Teachers for Teachers provides effective teacher training and continuous professional support that gives teachers confidence to face their daily challenges. The training helps teachers understand what may cause them to feel stressed or what leads to teacher burnout. This could be daily teaching in the face of extraordinary challenges and/or not having the knowledge and skills to vary the methods of teaching. Teachers for Teachers focuses on particular areas like classroom management, different methods of presenting lessons, ensuring inclusive learning and creating confidence in teachers. In teaching, reading a book and hearing teachers talk about lessons is not enough. Recognizing this, Teachers for Teachers provides needed practice teaching combined with effective peer coaching and mentoring to help teachers understand what is required from them in their positions. The program has created terrific teachers who create long lasting impact on pupils.
During the training, peer coaching and mobile mentoring, we learned to love being a teacher. Teachers for Teachers made me realize how my simple activities in school can have big global impact. With love and passion, the potential of giving the best to our students is limitless. I used to be so busy with many school activities, not because I didn’t care, but because I got caught up in the day-to-day routine of teaching to the extent that I forgot my pupils have lives outside the school. Armed with new knowledge from the training, peer coaching and mobile mentoring, I got to know my students on personal level and learn how to balance personal relationships without crossing the red line between my pupils and myself. This new approach of forming close relationships with my pupils enables me to become an effective teacher due to the trust and respect my learners and I share.
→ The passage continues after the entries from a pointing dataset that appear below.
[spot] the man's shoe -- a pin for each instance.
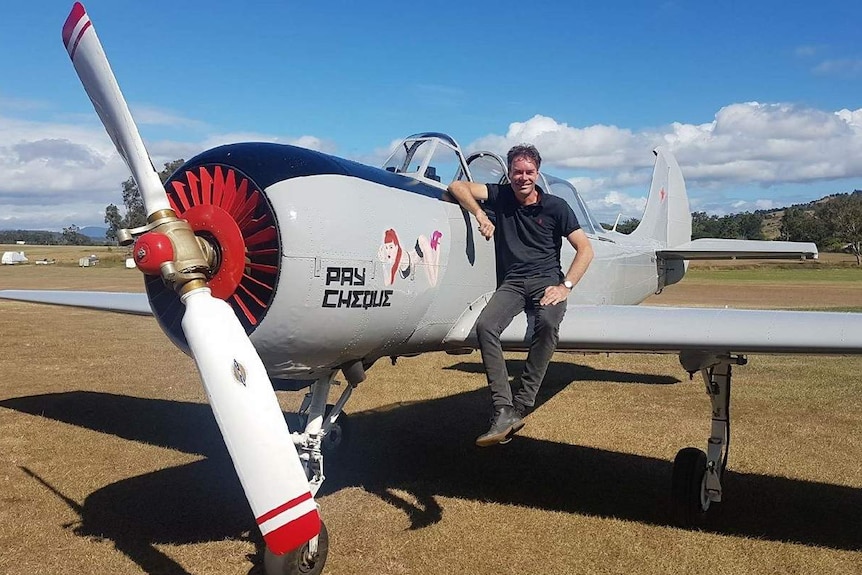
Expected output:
(505, 424)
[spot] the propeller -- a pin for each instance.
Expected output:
(234, 377)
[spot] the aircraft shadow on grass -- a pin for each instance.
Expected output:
(425, 449)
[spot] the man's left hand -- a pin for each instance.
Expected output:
(555, 294)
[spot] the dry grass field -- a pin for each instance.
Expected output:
(110, 461)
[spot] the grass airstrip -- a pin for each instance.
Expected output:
(110, 461)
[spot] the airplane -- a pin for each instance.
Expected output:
(277, 267)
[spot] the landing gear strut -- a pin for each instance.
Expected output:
(696, 481)
(324, 431)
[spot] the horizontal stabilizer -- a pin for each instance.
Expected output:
(720, 249)
(132, 303)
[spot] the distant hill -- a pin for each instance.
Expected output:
(94, 232)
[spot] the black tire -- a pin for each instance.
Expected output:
(688, 502)
(297, 562)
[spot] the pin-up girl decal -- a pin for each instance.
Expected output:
(401, 262)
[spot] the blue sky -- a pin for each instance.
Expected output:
(760, 101)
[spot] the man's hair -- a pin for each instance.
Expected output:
(528, 151)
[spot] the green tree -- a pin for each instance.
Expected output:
(72, 236)
(843, 215)
(136, 213)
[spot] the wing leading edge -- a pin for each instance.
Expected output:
(131, 303)
(673, 329)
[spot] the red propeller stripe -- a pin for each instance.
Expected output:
(284, 507)
(75, 16)
(293, 534)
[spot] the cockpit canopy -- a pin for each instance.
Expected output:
(431, 157)
(436, 159)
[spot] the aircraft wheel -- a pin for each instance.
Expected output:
(298, 562)
(688, 494)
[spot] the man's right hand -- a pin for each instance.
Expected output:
(486, 226)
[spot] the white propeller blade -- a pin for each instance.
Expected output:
(233, 374)
(95, 73)
(248, 413)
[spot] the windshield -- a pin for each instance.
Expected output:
(431, 157)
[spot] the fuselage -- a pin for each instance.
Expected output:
(375, 259)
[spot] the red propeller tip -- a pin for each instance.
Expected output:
(151, 251)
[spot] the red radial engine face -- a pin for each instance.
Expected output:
(226, 208)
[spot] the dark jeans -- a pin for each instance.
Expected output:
(512, 297)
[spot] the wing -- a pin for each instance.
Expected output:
(674, 329)
(715, 249)
(132, 303)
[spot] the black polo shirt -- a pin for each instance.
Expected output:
(528, 238)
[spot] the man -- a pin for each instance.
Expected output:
(530, 225)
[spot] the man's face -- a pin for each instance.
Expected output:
(523, 174)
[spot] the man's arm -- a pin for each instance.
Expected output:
(583, 257)
(467, 194)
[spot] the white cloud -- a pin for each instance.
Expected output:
(747, 145)
(842, 67)
(56, 174)
(70, 169)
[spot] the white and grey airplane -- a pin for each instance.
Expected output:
(275, 266)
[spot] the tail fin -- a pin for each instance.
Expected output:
(667, 218)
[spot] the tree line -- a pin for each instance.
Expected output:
(834, 223)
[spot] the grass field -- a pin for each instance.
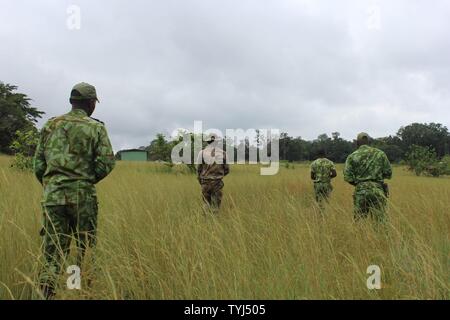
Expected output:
(269, 241)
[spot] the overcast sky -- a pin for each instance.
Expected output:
(305, 67)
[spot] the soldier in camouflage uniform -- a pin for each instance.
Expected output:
(322, 171)
(211, 170)
(74, 153)
(366, 169)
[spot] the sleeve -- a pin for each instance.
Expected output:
(387, 168)
(333, 170)
(226, 166)
(39, 162)
(200, 164)
(348, 171)
(313, 171)
(104, 156)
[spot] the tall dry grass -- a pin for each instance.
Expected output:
(269, 241)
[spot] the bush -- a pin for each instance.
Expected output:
(24, 146)
(422, 160)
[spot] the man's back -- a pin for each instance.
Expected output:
(322, 169)
(367, 164)
(212, 163)
(73, 154)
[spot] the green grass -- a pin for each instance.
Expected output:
(269, 241)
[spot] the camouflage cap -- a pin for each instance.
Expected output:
(212, 137)
(86, 91)
(362, 136)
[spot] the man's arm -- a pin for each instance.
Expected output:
(333, 173)
(39, 163)
(226, 166)
(104, 156)
(199, 164)
(387, 168)
(313, 172)
(348, 171)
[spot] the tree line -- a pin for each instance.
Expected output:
(433, 136)
(18, 135)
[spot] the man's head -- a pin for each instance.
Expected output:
(84, 96)
(362, 139)
(321, 153)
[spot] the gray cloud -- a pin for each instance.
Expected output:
(305, 67)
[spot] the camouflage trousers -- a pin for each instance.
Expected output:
(62, 223)
(212, 192)
(322, 191)
(370, 200)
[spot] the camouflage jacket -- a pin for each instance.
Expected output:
(367, 164)
(73, 154)
(212, 163)
(322, 169)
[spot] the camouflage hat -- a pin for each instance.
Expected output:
(212, 137)
(86, 91)
(362, 136)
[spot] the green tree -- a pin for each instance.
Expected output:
(433, 135)
(422, 160)
(23, 146)
(15, 114)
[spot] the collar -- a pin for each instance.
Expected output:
(78, 112)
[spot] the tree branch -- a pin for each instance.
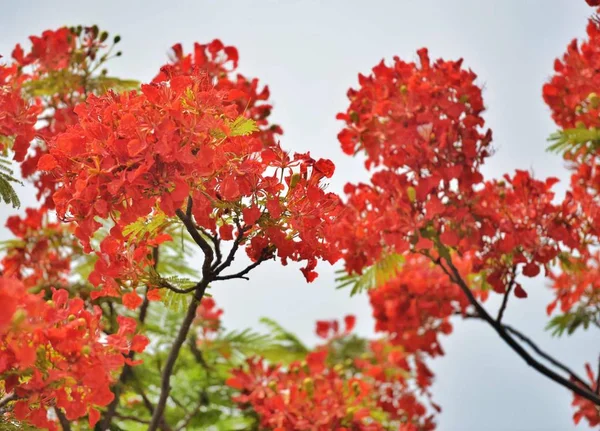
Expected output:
(514, 345)
(242, 274)
(598, 378)
(7, 399)
(546, 356)
(165, 386)
(131, 418)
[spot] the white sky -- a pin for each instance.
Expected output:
(309, 53)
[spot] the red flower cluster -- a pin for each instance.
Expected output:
(307, 396)
(389, 368)
(180, 139)
(220, 62)
(17, 116)
(423, 119)
(571, 94)
(55, 74)
(422, 123)
(47, 350)
(578, 283)
(415, 306)
(42, 254)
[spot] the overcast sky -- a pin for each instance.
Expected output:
(309, 53)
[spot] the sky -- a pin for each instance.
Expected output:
(309, 53)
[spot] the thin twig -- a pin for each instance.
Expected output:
(64, 422)
(242, 274)
(126, 372)
(234, 248)
(7, 399)
(546, 356)
(514, 345)
(165, 386)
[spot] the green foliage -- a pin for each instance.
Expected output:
(574, 139)
(7, 192)
(242, 126)
(344, 349)
(11, 425)
(376, 275)
(571, 321)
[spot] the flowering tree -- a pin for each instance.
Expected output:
(148, 192)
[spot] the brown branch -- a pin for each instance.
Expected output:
(505, 336)
(598, 378)
(191, 414)
(131, 418)
(546, 356)
(242, 274)
(126, 373)
(165, 386)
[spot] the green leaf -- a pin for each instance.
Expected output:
(570, 322)
(243, 126)
(102, 83)
(379, 273)
(573, 139)
(7, 192)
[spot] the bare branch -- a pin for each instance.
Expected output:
(234, 248)
(131, 418)
(64, 422)
(7, 399)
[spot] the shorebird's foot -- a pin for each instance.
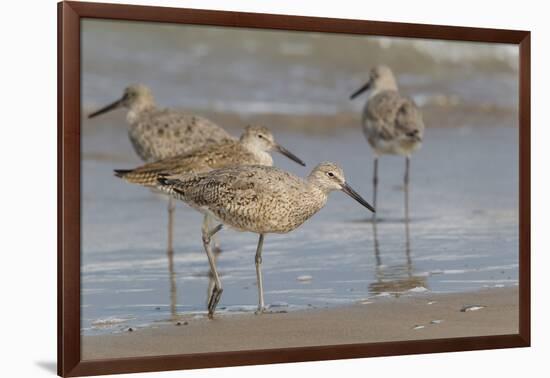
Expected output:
(213, 301)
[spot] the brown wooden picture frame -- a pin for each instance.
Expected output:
(69, 216)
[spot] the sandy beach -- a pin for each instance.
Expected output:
(424, 316)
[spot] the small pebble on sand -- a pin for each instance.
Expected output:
(471, 308)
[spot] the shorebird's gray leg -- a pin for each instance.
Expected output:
(258, 261)
(173, 287)
(217, 248)
(374, 184)
(171, 210)
(170, 254)
(217, 290)
(205, 229)
(406, 185)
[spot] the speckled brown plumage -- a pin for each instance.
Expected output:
(392, 123)
(256, 198)
(161, 133)
(251, 149)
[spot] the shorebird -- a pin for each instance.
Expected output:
(161, 133)
(392, 123)
(257, 199)
(253, 148)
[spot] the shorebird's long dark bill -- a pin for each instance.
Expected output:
(353, 194)
(107, 108)
(289, 155)
(360, 90)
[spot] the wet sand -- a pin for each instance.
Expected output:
(423, 316)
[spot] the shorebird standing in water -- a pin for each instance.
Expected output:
(162, 133)
(253, 148)
(392, 123)
(257, 199)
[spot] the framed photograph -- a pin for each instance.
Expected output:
(240, 188)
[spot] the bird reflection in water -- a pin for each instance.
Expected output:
(399, 278)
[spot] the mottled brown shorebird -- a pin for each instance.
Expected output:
(257, 199)
(161, 133)
(253, 148)
(392, 123)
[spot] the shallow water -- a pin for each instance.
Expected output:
(463, 231)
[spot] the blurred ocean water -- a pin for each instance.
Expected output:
(259, 71)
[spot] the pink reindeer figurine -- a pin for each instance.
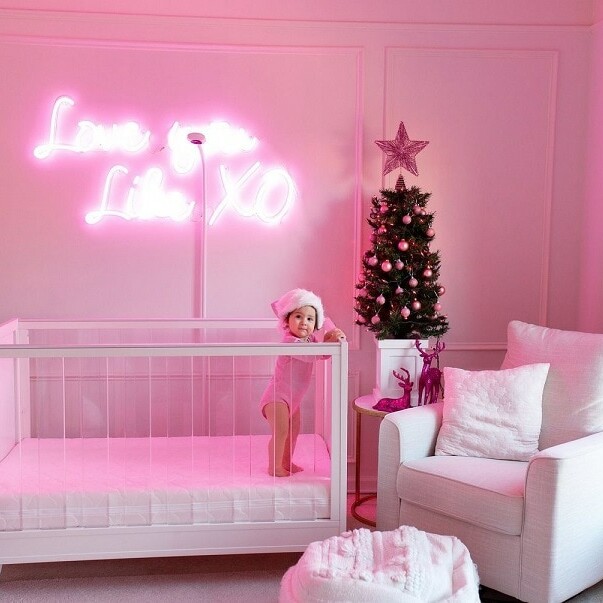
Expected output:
(393, 404)
(429, 381)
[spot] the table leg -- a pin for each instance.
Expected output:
(359, 500)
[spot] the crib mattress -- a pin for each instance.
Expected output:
(101, 482)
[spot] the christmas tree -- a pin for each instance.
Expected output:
(398, 289)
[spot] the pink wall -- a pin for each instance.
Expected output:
(502, 90)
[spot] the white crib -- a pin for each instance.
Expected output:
(140, 438)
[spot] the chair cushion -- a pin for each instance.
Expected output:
(484, 492)
(492, 414)
(572, 403)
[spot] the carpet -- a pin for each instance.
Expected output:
(215, 579)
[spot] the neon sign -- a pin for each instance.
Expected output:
(147, 197)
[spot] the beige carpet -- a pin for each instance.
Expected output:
(215, 579)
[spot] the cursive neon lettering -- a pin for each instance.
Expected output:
(91, 136)
(220, 138)
(270, 181)
(232, 192)
(146, 199)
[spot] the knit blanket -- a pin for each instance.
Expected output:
(402, 565)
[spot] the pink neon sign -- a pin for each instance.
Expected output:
(273, 191)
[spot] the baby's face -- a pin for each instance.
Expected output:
(302, 321)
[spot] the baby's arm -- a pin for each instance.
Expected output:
(332, 333)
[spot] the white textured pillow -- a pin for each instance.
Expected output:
(572, 404)
(492, 414)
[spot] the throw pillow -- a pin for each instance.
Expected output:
(492, 414)
(572, 404)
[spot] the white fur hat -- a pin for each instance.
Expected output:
(297, 298)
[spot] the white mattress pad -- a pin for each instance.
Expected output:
(99, 482)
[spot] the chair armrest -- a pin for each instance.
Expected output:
(403, 435)
(563, 518)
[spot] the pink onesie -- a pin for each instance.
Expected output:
(291, 379)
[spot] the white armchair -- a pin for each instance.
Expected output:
(534, 528)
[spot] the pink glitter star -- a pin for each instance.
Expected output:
(401, 151)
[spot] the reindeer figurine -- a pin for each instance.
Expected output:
(392, 404)
(429, 381)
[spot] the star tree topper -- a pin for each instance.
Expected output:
(401, 151)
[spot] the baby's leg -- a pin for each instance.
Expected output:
(291, 443)
(277, 414)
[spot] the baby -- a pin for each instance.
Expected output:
(300, 313)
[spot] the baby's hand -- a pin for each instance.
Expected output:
(334, 335)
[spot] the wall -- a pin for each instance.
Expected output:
(500, 89)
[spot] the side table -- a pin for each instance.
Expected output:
(362, 406)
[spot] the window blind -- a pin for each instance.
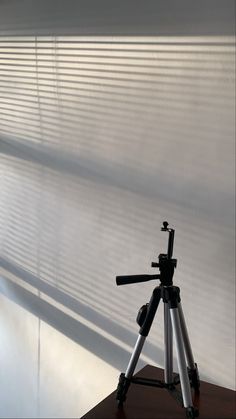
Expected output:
(92, 134)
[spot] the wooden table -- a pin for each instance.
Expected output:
(144, 402)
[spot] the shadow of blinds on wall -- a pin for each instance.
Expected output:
(92, 133)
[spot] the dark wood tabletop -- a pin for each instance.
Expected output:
(145, 402)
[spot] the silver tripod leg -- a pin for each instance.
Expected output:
(135, 356)
(183, 372)
(187, 346)
(168, 346)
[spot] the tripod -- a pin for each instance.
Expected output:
(174, 324)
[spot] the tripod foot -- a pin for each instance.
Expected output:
(122, 389)
(191, 413)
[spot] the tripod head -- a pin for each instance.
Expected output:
(165, 264)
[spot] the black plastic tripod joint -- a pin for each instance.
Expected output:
(165, 263)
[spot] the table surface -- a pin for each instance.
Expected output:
(144, 402)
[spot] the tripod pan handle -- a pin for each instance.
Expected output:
(132, 279)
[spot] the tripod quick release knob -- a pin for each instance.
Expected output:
(155, 265)
(165, 225)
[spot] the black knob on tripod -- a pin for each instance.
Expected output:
(155, 265)
(165, 225)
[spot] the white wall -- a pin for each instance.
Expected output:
(149, 139)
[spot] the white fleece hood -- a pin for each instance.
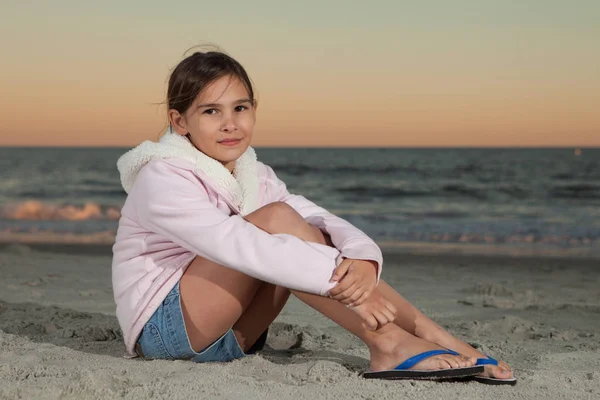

In Teachers for Teachers, we learned to think widely and improvise available materials as teaching resources. We learned that teaching becomes exciting to pupils in a multitude of ways because children learn differently. We explored different teaching strategies and differentiated learning to reach every pupil in our class. What works for one learner may not work for another. Teachers, after Teachers for Teachers, became willing to be creative and innovative in their lessons. We realized teaching every concept in the same manner is not only boring -- for learners and teachers -- but it can leave out pupils who miss key factors because they may not be wired to learn that way.
One of the major tools learned during training is for a teacher to be proactive rather than reactive. The program trained us to carry out intense planning and organization which ultimately makes our job less difficult and more enjoyable. We learned to plan ahead, looking for aspects of our lesson or class that may have potential issues and proactively seek solutions.
Teachers for Teachers has achieved a lot though more work needs to be done. More teachers are yet to enroll in this program. I was recently amused when two of my pupils confidently walked to my desk and reported that our teachers are becoming better. Enquiring further, I realized that they were talking about two of my colleagues whom class 8 pupils had previously expressed difficulty in understanding their lessons. These teachers were also beneficiaries of Teachers for Teachers training program. Perhaps one day, all of my colleagues in Kakuma will get an opportunity to benefit from this wonderful initiative.